New Delhi: Even as US president-elect Joe Biden said that he doesn’t intend to immediately undo Donald Trump’s measures against China, his administration may be considering appointing a White House Tsar for Asia, with three senior officials under him to manage the portfolios of China, India and US treaty allies, international newspaper reported on Wednesday.
A Financial Times report said on Wednesday that “[f]ive people familiar with the debate inside the Biden transition team” have stated that the president-elect was considering the option of creating the role in the National Security Council. “Establishing the position would underscore how the region has become even more critical since the Obama administration’s ‘Asia pivot’,” the report stated.
The incoming national security advisor, Jake Sullivan, was considering the creation of a Tsar for Asia post as part of a number of ideas, but no decision has yet been taken.
“The president-elect has repeatedly made clear the Asia-Pacific region is one of tremendous opportunity, but also one where our interests and values face increasing challenges,” said one Biden transition team official.
The FT report had identified Jeff Prescott, a Biden transition official and former NSC senior director in the Obama administration, as a possible name for the White House Asia Tsar post.
The report says one formula being considered is to have three senior National Security Council directors to manage three geographical portfolios who will report to the Tsar. “One would oversee China, the second would manage India and the third would focus on Japan, South Korea, Australia and other US allies in the Asia-Pacific,” the paper reported.
It was noted that any such a move would also reflect that Biden would be have to deal with complications in the US-China relations, which are largely a result of the legacy of the Trump administration.
The new administration would have to deal with not just trade friction with an assertive China, but also look into human rights abuses in Xinjian and Hong Kong.
In his first interview after the election, Biden told Thomas Friedman of the New York Times that he won’t rush into undoing the measures imposed by the Trump administration against China, like the tariffs on half of Chinese exports to the US.
Biden stated that he would first conduct a review of the existing agreement with China and then consult with allies in Asia and Europe on the collective way to move forward.
“The best China strategy, I think, is one which gets every one of our — or at least what used to be our — allies on the same page.
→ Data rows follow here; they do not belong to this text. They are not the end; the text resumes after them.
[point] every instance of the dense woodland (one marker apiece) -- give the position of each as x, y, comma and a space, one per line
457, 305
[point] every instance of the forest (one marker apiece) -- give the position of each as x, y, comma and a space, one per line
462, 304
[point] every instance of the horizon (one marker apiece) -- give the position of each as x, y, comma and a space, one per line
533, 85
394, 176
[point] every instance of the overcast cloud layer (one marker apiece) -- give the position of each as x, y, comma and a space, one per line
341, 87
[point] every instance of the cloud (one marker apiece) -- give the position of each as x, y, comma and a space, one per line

It’s going to be a major priority for me in the opening weeks of my presidency to try to get us back on the same page with our allies.”
He explained that dealing with China required “leverage”, which “in my view, we don’t have it yet”.
The US president-elect said that his “goal would be to pursue trade policies that actually produce progress on China’s abusive practices — that’s stealing intellectual property, dumping products, illegal subsidies to corporations” and forcing “tech transfers” from American companies to their Chinese counterparts.
In his article, Friedman wrote that Biden would also be developing a bipartisan domestic consensus for “massive, government-led investments in American research and development, infrastructure and education to better compete with China — and not just complain about it”.